Beauvoir sees increase in visitors amid flag controversy - WLOX.com - The News for South Mississippi

Beauvoir sees increase in visitors amid flag controversy

Patti and Allen Ivy visited the Beauvoir Confederate Veteran's Cemetery to pay respects to his great-grandfather. (Photo source: WLOX) Patti and Allen Ivy visited the Beauvoir Confederate Veteran's Cemetery to pay respects to his great-grandfather. (Photo source: WLOX)
Business at Beauvoir has spiked in the past three weeks since the Confederate flag controversy began. (Photo source: WLOX) Business at Beauvoir has spiked in the past three weeks since the Confederate flag controversy began. (Photo source: WLOX)
BILOXI, MS (WLOX) -

Business at Beauvoir has spiked in the past three weeks since the Confederate flag controversy began. Friday, a steady flow of visitors stopped by the museum throughout the day.

Patti and Allen Ivy visited the Beauvoir Confederate Veteran's Cemetery to pay respects to his great-grandfather.

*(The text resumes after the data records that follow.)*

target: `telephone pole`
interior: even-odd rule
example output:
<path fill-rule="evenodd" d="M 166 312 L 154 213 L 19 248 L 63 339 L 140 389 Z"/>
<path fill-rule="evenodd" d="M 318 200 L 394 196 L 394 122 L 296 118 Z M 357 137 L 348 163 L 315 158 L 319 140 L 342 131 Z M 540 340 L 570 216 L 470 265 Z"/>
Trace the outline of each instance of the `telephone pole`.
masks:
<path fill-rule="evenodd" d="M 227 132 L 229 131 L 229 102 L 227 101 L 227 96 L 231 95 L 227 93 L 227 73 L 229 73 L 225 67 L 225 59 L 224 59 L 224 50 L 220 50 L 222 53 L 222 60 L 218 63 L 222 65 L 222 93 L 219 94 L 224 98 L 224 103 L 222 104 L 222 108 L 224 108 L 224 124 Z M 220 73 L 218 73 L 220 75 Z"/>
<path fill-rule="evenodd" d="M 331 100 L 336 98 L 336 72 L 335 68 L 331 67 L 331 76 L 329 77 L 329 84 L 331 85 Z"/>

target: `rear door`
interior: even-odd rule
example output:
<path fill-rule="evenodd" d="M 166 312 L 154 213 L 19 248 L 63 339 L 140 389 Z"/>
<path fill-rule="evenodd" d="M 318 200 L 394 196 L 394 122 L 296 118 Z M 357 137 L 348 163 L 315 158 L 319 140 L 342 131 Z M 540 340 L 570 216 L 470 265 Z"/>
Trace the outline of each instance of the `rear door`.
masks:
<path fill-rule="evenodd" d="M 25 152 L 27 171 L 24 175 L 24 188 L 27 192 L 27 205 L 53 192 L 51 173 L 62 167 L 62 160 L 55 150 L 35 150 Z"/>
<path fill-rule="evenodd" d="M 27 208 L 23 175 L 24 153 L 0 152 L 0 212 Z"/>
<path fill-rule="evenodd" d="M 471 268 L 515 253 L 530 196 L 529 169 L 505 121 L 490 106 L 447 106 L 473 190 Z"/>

"I think it's a very important part of our history and our heritage, and I think to show disrespect for the flag shows disrespect for the ancestors that fought and worked and died for the flag," Patti said.

While visiting, the Ivys also bought a Confederate flag.

"We heard that a lot of manufacturers weren't going to make them anymore, and we figured we would get one while they are in stock," Patti said.

Beauvoir Executive Director Greg Stewart said gift shop sales have been tremendous lately.

"We sold out like everyone else did right away, but because of our relationship with flag manufacturers, we were able to get them back in," Stewart said. "We are having a banner month, so it is good for business and we are seeing a lot of interest. We are glad to be here for them."

Stewart said the increase in visitors should tell state political leaders how residents feel about preserving history.

"It's an indication that some of our political leaders are out of touch," Stewart said. "I would ask them to break away from the luncheons and their own little bubbles and go out there and ask. I think right before the primaries they are getting an earful, and I'm confident now the legislature isn't going to do anything, and the speaker, he is regretful for his comments because it has brought the Mississippi that we didn't need to be in back. I'm expecting any day retract it, and Mississippi will go back to doing what it's been doing our whole lives."

A history professor from Ohio spent his day Friday volunteering at Beauvoir. He said he is saddened to see America feuding over the Confederate symbol.

"Are we going to totally wipe out our nation’s history from 1861 to 1865? The Civil War? That flag was a sign of the Confederate Army," Dwayne Beggs said. "That's what it was when it originated, but now we have got controversy because it was used or perceived to be used as a piece of hate. Where does it stop?"

Beggs believes if future generations are not taught about the Civil War, mistakes could be repeated.

"How's it going to help us learn what happened to slaves, to black people, to the marginalized people, whatever the case," Beggs asked. "How are we going to know what has happened and make sure that doesn't ever happen again? As Shelby Foote said, people always thought of it as the United States is different states. Then, after the Civil War, it became the United States are we were kind of a collaboration, a group of states. It kind of unified us even though we had our sectional differences. We didn't always get along. We didn't always agree with everything. It still defined us as a group of people."

As more and more state and local leaders call for Civil War monuments, flags and other items to be taken down, Stewart said he will make room for them at Beauvoir.

"Hopefully the frenzy is over, but if they get to the place where they are digging up bodies in Memphis and taking down monuments in New Orleans, well, they are welcome here. The nice people of New Orleans can come visit them here, and it would be another draw for this place," Stewart said. "We will be doing what we are supposed to be doing, which is to be a shrine to the Confederate soldiers and Jefferson Davis. We are glad to be still standing."